Cholon: Saigon’s Eclectic Chinatown

46 comments
Asia, Southeast, Vietnam

Bình Tây Market, the landmark of Cholon

The Year of the Wood Snake is just around the corner, and ethnic Chinese communities across the globe are gearing up for the festive season. Families gather, people travel long distances to be reunited with their loved ones, even many shops, factories, and offices are temporarily closed despite business owners’ perceived notoriety for putting profit over people. But money is indeed one of the most important aspects in Chinese culture, as attested by James (who grew up in Hong Kong) and my Chinese-Indonesian friends. Better wealth and prosperity are among the most common wishes expressed during the Chinese New Year celebration.

In Cantonese culture, for example, the ubiquity of certain fruits, dishes, and paraphernalia that begin showing up weeks before Chinese New Year can be attributed to how they sound. In Cantonese – a language spoken in Hong Kong, China’s Guangdong Province, and by the Cantonese diaspora worldwide – the word for “tangerine” is homonymous with “luck”, “fish” with “abundance”, and “black mossy fungus” with “get rich”. Unsurprisingly, it is very common to find these served at restaurants in Hong Kong during the festivities. In Indonesia, on the other hand, lapis legit is usually eaten for the special occasion due to the many layers of the cake symbolizing an abundance of good fortune. The rich dessert traces its origins to the Dutch colonial period in Indonesia where spices from across the sprawling archipelago were added to give this layered cake a delectable twist unlike its other Southeast Asian counterparts. The Chinese community in what is now Indonesia then embraced it – a cultural adaptation (not appropriation) at its best. And don’t forget about lai see or hongbao or ang pau, the red envelope filled with money handed out by adults to unmarried members of the extended family during the celebration.

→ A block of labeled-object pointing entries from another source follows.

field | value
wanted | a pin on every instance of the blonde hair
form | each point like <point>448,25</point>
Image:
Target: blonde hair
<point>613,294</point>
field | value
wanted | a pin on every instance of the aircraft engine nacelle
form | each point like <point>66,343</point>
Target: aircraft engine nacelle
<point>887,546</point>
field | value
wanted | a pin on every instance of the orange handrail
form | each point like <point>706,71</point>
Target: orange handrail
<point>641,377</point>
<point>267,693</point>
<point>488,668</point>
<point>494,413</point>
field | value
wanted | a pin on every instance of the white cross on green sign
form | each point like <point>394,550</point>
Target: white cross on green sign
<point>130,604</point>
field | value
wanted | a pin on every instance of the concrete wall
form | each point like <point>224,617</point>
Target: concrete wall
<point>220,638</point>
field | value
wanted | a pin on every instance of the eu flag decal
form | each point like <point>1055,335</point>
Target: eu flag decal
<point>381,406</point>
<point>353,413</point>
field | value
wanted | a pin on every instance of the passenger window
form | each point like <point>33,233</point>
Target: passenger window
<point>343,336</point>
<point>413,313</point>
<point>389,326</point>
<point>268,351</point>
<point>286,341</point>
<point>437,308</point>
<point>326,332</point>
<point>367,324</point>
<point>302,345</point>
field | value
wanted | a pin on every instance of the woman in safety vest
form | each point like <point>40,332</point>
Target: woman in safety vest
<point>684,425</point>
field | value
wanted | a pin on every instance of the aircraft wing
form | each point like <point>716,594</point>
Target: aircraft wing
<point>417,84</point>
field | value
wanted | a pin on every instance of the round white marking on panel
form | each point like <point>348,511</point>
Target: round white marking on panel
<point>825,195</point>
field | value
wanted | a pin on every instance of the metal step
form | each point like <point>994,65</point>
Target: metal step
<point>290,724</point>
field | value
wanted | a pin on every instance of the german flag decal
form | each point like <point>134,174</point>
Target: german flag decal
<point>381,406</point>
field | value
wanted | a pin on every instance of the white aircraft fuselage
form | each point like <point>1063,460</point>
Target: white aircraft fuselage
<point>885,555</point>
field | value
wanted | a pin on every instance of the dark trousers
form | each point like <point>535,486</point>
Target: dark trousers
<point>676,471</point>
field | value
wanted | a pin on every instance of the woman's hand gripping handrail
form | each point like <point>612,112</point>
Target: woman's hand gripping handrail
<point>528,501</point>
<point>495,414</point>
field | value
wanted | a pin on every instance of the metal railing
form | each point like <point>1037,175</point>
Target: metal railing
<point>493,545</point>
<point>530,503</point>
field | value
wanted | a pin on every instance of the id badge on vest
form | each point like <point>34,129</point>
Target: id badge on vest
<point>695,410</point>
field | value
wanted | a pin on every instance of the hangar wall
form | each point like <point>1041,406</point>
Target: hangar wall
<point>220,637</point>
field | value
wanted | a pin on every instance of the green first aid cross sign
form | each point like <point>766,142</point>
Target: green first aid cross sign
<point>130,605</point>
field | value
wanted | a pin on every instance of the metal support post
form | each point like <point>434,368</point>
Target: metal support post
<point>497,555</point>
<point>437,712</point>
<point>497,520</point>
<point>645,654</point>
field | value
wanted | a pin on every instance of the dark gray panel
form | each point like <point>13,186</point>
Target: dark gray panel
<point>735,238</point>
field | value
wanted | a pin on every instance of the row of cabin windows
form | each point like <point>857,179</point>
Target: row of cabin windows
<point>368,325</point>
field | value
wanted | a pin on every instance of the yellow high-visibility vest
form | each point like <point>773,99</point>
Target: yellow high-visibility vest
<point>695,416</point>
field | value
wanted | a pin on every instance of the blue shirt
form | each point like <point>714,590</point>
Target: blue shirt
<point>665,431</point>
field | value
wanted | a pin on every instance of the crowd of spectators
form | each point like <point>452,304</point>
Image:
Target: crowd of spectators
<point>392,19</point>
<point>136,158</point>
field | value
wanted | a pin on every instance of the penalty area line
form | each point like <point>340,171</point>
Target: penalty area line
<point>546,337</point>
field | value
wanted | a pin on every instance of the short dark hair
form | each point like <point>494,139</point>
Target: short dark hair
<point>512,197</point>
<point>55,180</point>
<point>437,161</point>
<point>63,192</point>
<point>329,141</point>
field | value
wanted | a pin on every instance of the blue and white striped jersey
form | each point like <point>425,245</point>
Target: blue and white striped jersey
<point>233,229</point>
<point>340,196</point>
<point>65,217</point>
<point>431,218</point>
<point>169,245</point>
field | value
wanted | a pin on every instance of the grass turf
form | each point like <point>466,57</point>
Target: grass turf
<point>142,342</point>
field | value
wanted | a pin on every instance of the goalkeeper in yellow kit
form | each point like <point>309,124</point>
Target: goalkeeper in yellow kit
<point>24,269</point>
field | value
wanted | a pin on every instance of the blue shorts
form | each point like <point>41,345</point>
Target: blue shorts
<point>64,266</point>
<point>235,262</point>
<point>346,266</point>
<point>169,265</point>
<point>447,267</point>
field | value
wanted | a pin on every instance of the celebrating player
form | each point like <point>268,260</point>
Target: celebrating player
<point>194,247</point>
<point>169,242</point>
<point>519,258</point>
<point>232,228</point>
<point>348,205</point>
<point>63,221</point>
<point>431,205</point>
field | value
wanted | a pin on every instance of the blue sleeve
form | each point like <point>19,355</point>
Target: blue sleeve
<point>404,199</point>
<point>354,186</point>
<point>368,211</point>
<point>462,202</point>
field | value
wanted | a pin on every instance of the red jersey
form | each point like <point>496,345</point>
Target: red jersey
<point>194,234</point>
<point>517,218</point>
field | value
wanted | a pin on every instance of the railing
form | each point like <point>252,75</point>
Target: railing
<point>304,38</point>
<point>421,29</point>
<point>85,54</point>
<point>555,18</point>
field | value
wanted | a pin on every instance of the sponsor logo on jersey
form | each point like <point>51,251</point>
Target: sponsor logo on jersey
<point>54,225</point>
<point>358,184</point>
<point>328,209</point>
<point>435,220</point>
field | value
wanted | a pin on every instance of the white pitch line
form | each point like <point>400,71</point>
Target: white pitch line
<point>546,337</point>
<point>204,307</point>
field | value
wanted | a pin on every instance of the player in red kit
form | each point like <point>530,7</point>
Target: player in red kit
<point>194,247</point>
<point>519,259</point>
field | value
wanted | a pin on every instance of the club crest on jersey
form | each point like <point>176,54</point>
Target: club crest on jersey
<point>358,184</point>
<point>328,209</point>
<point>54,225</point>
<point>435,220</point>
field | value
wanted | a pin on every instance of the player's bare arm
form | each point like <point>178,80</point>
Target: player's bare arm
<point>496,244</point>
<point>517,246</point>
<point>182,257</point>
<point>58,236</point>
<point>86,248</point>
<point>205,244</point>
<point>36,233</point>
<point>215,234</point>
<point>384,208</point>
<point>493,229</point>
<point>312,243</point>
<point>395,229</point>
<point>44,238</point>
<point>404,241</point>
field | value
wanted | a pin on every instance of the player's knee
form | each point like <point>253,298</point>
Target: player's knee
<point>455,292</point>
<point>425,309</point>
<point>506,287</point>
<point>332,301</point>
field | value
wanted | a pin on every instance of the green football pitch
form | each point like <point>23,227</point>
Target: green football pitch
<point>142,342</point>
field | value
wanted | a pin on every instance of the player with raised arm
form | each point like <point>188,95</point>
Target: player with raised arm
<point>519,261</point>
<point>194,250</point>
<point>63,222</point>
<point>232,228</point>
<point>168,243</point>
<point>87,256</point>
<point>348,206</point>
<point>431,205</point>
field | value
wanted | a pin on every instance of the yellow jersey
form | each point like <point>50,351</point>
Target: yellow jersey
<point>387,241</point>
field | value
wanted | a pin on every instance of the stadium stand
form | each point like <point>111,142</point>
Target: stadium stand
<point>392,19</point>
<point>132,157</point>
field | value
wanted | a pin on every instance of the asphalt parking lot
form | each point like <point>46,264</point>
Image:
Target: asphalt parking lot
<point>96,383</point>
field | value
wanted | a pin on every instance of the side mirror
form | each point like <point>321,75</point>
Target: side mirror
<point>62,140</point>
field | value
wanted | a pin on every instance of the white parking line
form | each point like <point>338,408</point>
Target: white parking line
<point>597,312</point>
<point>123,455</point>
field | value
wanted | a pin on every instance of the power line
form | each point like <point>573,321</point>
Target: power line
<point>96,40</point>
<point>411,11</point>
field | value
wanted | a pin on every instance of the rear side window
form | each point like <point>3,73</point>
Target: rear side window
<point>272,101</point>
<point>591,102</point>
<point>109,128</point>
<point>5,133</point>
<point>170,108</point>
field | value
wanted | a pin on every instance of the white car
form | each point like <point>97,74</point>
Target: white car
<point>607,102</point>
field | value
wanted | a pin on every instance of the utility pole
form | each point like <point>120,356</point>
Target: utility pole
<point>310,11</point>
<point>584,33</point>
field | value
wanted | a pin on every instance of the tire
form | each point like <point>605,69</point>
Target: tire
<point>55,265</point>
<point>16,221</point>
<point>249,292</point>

This love for wealth is also what drove a lot of Chinese people to leave their homes for foreign lands to seize business opportunities abroad. It is not uncommon to read and hear stories about Chinese immigrants and their descendants who successfully built business empires wherever they settled. This, in turn, fueled even greater numbers of people leaving the Chinese mainland to chase their own business dreams abroad. Saigon (also called Ho Chi Minh City today) and its surrounding areas were among the places that received a lot of Chinese immigrants (especially from southern China), a practice which was in fact encouraged when this part of Vietnam was controlled by the Nguyen lords. Over time, their settlements in the city, an area known as Cholon (Chợ Lớn), grew in size and population, so much so it has now become one of the largest Chinatowns in the world according to some estimates.

The residents of Cholon, however, are anything but monolithic. Contrary to what many people might think, Chinese communities are as diverse as Romance language speakers in Europe – the Italians, French, Spaniards, Portuguese, and Romanians. The southern Chinese immigrants who settled in Cholon came from different cultural backgrounds, each with its own language, customs, and traditions, including vernacular architectural styles. In one of his posts, James explains the history of Cholon, including how the area’s central Bình Tây Market came to be. But you don’t really need to be a history buff to appreciate the neighborhood’s many gems.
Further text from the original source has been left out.